Chatham also agreed to honor existing collectivebargaining agreements. CEO Craig Forman and board chairman Kevin McClatchy, a descendant of the founder, will depart when the sale process concludes in September.
“We look forward to completing the transaction expeditiously so that McClatchy can continue to focus on the important journalism on which local communities depend,” Chatham, which has been an investor in McClatchy since 2009, said in a statement.
The purchase agreement calls for the sale to close in early September, subject to approval from Wiles, who sits on the U.S. Bankruptcy Court for the Southern District of New York.
After a 30-day transition period, the new company will cut all ties with the founding McClatchy family, which has been in control for 163 years. Chatham purchased the McClatchy name along with the other assets of the company.
Chatham will assemble a board of directors and name a chief executive for the new company, which will be privately held. No timetable for those decisions has been announced.
At a July 10 auction, Chatham turned $263 million of the company’s debt into what is known as a credit bid and added nearly $49.2 million in cash.

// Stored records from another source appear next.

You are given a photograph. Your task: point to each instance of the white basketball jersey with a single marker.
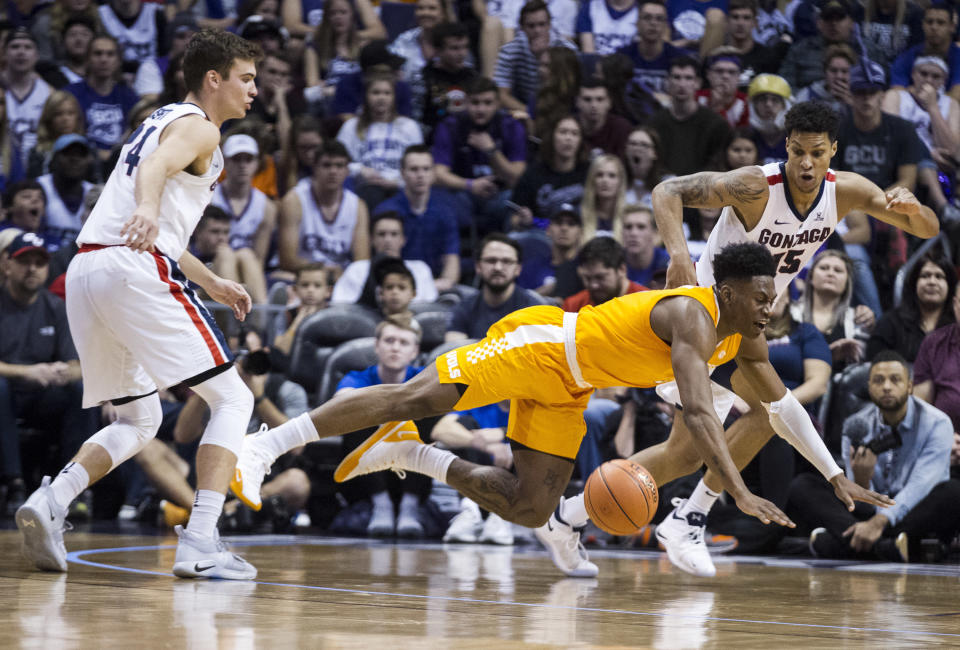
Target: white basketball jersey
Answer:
(23, 115)
(791, 237)
(610, 35)
(61, 220)
(911, 111)
(184, 196)
(243, 226)
(330, 243)
(139, 41)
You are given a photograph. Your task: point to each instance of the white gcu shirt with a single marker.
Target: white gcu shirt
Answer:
(320, 241)
(184, 197)
(610, 35)
(792, 238)
(243, 226)
(23, 115)
(139, 41)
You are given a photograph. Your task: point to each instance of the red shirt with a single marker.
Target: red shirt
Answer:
(578, 301)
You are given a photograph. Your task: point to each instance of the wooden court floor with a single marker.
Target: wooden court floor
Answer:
(316, 592)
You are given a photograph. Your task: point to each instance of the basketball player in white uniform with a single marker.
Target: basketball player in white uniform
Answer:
(791, 208)
(137, 326)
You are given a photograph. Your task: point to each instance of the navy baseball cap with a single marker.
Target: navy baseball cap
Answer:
(69, 139)
(26, 242)
(867, 76)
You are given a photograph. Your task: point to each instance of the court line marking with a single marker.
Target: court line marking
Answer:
(77, 558)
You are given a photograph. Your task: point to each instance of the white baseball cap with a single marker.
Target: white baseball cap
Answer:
(240, 143)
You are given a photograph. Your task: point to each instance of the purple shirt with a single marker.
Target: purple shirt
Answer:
(450, 146)
(939, 361)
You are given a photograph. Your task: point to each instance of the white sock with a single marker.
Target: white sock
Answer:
(429, 461)
(701, 500)
(289, 435)
(573, 511)
(207, 506)
(69, 483)
(409, 505)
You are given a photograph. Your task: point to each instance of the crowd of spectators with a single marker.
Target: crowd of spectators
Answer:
(410, 172)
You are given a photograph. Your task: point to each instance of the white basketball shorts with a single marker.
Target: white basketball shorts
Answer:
(136, 324)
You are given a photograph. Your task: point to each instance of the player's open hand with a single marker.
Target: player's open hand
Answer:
(902, 200)
(233, 295)
(848, 492)
(140, 231)
(763, 510)
(680, 273)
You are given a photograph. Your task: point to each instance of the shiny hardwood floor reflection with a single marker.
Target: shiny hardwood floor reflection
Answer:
(335, 593)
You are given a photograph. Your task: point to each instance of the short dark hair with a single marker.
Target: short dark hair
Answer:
(389, 214)
(743, 261)
(503, 239)
(22, 186)
(684, 61)
(311, 267)
(215, 49)
(392, 266)
(532, 7)
(479, 85)
(889, 355)
(603, 250)
(333, 149)
(414, 149)
(443, 31)
(812, 117)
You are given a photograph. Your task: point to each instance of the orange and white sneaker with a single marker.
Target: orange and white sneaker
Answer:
(253, 464)
(385, 449)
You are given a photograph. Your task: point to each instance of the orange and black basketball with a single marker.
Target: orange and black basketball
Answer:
(621, 497)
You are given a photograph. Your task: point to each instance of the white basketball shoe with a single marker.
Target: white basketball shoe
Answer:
(384, 449)
(253, 464)
(208, 557)
(41, 523)
(683, 538)
(566, 550)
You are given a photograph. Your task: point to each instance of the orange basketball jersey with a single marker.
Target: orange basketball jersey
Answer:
(616, 346)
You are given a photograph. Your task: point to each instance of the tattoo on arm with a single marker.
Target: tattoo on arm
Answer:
(742, 192)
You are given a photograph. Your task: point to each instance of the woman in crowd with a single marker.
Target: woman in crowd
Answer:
(559, 72)
(556, 177)
(644, 169)
(61, 115)
(376, 140)
(333, 52)
(826, 304)
(603, 198)
(416, 46)
(925, 306)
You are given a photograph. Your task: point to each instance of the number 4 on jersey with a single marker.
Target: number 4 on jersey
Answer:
(133, 157)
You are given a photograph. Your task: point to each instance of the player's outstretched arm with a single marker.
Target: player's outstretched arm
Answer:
(187, 140)
(792, 423)
(745, 189)
(897, 206)
(693, 337)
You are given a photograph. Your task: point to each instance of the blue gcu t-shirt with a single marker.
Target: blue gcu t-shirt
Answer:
(370, 377)
(106, 115)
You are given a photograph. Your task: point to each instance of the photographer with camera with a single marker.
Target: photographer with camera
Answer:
(899, 445)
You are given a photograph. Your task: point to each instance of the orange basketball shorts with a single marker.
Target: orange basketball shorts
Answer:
(524, 358)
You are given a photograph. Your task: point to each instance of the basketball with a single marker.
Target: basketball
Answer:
(621, 497)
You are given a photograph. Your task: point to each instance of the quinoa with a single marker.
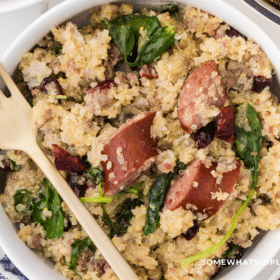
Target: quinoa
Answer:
(82, 122)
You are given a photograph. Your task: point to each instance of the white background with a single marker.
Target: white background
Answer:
(271, 28)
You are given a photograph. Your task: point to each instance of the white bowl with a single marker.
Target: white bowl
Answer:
(15, 16)
(265, 247)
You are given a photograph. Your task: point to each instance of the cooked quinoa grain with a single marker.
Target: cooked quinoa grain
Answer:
(98, 100)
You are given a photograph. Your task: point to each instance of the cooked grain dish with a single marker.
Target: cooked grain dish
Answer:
(179, 143)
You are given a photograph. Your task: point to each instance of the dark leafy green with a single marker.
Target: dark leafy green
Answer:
(140, 39)
(53, 225)
(107, 220)
(249, 138)
(76, 248)
(248, 146)
(123, 217)
(156, 197)
(23, 197)
(135, 189)
(173, 9)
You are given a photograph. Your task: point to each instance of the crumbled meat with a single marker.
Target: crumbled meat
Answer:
(132, 78)
(34, 242)
(50, 86)
(233, 72)
(148, 71)
(232, 32)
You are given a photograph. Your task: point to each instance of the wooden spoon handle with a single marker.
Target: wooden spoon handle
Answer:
(86, 220)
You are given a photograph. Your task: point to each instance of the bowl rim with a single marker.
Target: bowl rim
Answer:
(266, 248)
(15, 5)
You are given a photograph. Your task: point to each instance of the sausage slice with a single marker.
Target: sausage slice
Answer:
(202, 97)
(197, 189)
(130, 152)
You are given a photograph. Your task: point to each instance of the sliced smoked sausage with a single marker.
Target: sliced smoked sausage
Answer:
(202, 97)
(200, 190)
(131, 151)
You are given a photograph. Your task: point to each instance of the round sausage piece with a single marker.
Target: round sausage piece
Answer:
(131, 151)
(202, 97)
(197, 189)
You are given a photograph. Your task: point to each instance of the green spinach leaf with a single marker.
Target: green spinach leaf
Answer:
(248, 145)
(249, 138)
(140, 39)
(156, 197)
(123, 217)
(54, 224)
(76, 248)
(23, 197)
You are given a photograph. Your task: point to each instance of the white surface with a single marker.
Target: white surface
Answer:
(7, 6)
(265, 250)
(16, 18)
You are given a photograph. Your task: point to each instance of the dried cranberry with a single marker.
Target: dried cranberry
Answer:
(260, 82)
(6, 166)
(103, 267)
(79, 189)
(102, 86)
(64, 161)
(205, 135)
(225, 125)
(191, 232)
(234, 33)
(50, 82)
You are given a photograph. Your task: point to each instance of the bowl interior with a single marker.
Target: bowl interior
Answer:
(79, 13)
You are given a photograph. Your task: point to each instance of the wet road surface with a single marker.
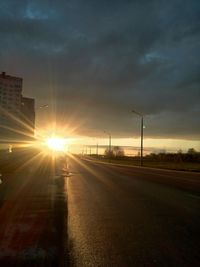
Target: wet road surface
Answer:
(132, 217)
(33, 215)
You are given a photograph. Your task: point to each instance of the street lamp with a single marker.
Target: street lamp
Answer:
(109, 135)
(142, 135)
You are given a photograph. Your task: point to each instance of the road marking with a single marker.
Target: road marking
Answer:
(193, 196)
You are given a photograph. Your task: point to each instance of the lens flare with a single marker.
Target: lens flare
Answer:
(56, 143)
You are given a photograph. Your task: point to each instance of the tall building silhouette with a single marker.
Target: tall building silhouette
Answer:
(17, 113)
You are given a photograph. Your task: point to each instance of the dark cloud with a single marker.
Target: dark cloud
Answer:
(97, 60)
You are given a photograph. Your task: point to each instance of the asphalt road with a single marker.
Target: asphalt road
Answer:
(33, 213)
(120, 216)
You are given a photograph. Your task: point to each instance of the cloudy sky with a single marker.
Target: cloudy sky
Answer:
(94, 61)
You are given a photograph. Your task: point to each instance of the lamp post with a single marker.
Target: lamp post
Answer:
(110, 138)
(142, 136)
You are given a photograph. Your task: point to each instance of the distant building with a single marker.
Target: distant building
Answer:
(17, 113)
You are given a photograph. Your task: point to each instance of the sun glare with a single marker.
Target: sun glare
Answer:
(57, 143)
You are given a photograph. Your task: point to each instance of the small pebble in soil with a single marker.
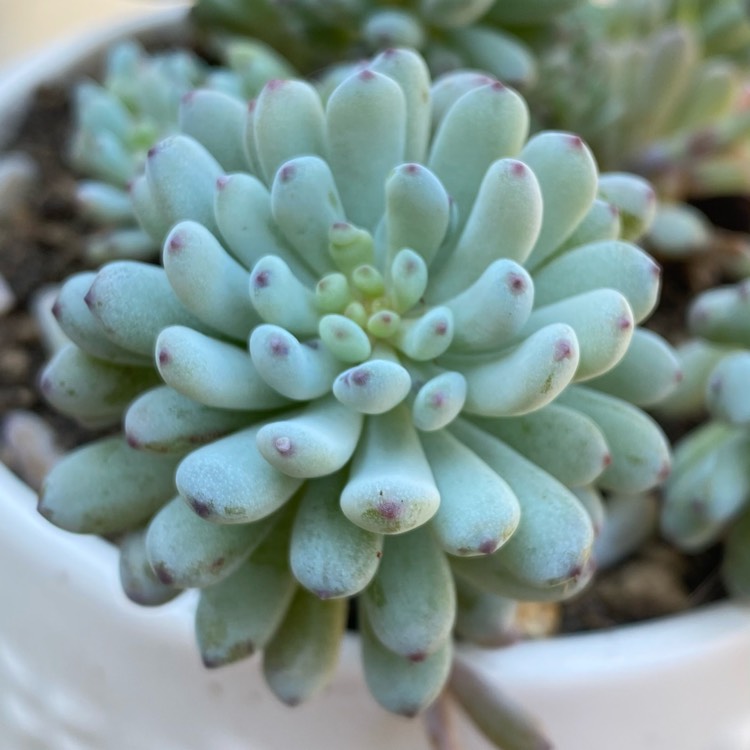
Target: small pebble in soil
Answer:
(28, 446)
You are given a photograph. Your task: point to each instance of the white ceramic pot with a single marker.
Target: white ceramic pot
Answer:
(81, 668)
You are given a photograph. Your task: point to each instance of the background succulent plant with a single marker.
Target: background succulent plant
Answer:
(658, 89)
(398, 298)
(706, 499)
(450, 34)
(136, 104)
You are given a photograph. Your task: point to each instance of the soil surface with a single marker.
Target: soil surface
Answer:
(41, 243)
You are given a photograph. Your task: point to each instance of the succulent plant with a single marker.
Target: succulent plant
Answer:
(656, 89)
(136, 104)
(708, 497)
(450, 33)
(372, 365)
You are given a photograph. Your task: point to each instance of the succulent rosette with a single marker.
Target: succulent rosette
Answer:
(707, 500)
(392, 358)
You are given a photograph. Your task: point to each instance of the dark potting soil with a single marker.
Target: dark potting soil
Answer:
(42, 243)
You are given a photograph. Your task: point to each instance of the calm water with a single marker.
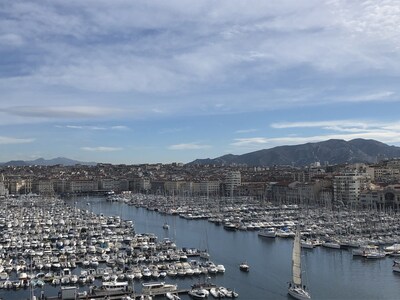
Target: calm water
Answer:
(329, 273)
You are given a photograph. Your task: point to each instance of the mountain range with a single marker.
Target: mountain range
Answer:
(331, 152)
(46, 162)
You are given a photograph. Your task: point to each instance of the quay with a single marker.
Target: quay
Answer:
(116, 295)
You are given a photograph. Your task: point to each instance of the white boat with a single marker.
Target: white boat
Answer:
(244, 267)
(115, 286)
(308, 244)
(268, 232)
(154, 288)
(199, 293)
(172, 296)
(396, 266)
(296, 288)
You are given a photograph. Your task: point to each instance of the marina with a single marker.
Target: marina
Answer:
(127, 250)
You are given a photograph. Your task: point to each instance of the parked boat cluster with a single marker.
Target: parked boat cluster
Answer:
(332, 228)
(45, 241)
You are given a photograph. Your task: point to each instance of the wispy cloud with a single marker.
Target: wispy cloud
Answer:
(60, 111)
(246, 130)
(338, 129)
(322, 124)
(86, 127)
(4, 140)
(189, 146)
(102, 149)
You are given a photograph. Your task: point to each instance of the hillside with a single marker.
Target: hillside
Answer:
(330, 151)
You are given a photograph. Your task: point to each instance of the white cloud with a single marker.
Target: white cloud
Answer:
(11, 40)
(188, 146)
(246, 130)
(101, 149)
(387, 132)
(4, 140)
(61, 111)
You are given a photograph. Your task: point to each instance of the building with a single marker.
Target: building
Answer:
(347, 187)
(232, 180)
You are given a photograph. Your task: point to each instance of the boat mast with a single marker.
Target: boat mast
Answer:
(296, 260)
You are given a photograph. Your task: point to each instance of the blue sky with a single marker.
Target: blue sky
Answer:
(170, 81)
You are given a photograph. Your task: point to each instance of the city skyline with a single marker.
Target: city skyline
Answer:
(139, 82)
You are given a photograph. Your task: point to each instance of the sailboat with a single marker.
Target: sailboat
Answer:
(296, 289)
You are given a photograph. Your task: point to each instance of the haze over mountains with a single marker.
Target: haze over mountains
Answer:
(330, 151)
(46, 162)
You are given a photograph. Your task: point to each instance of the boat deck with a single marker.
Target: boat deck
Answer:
(118, 295)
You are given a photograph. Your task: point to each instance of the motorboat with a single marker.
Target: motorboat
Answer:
(154, 288)
(244, 267)
(199, 293)
(296, 288)
(268, 232)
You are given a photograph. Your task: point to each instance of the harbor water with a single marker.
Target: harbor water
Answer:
(328, 273)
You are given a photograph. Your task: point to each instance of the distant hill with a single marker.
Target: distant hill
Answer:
(46, 162)
(331, 151)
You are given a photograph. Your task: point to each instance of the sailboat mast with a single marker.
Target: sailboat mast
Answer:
(296, 259)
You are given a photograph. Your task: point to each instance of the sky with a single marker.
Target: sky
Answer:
(143, 81)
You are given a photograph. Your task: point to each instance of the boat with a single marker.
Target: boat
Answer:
(172, 296)
(199, 293)
(296, 289)
(115, 286)
(244, 267)
(216, 293)
(154, 288)
(268, 232)
(396, 266)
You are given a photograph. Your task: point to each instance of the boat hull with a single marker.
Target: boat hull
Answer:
(298, 293)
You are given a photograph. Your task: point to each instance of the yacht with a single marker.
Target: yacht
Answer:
(199, 293)
(115, 285)
(154, 288)
(268, 232)
(296, 288)
(244, 267)
(396, 266)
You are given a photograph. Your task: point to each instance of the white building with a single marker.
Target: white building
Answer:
(232, 180)
(347, 187)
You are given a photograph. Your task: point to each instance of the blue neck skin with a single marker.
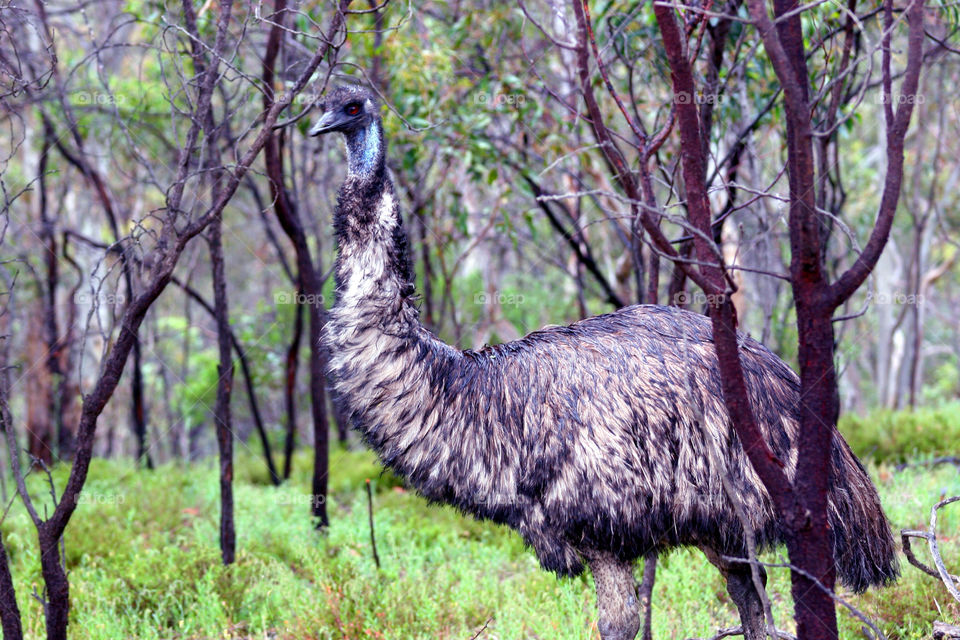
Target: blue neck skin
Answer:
(365, 150)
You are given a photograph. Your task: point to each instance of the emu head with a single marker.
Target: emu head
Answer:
(354, 112)
(348, 110)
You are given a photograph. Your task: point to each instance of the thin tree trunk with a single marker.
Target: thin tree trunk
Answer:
(290, 389)
(292, 225)
(224, 388)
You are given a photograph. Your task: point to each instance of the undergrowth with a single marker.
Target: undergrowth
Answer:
(143, 561)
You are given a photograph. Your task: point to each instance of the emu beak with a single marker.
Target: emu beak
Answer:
(326, 123)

McClatchy will emerge from bankruptcy having shed nearly 60% of debt owed to lenders. The company carried about $703 million in debt into bankruptcy; the new company will hold nearly $290 million in debt.
The new company also will be free of the legacy pension obligation as well as $118 million in supplemental pensions that were paid from the operating budget to former executives.
“This is a major milestone towards McClatchy’s successful resolution of its court-supervised reorganization process and towards the sustainability of independent local journalism in the 30 communities that we serve,” Forman said. “As McClatchy transitions with a strengthened capital structure, the company will be well-positioned to accelerate the digital transformation our team has worked so hard to achieve.”
The compromise reached Monday, ahead of the approval hearing, was significant. A committee of lessprotected creditors agreed to creation of a trust through which claims can be settled.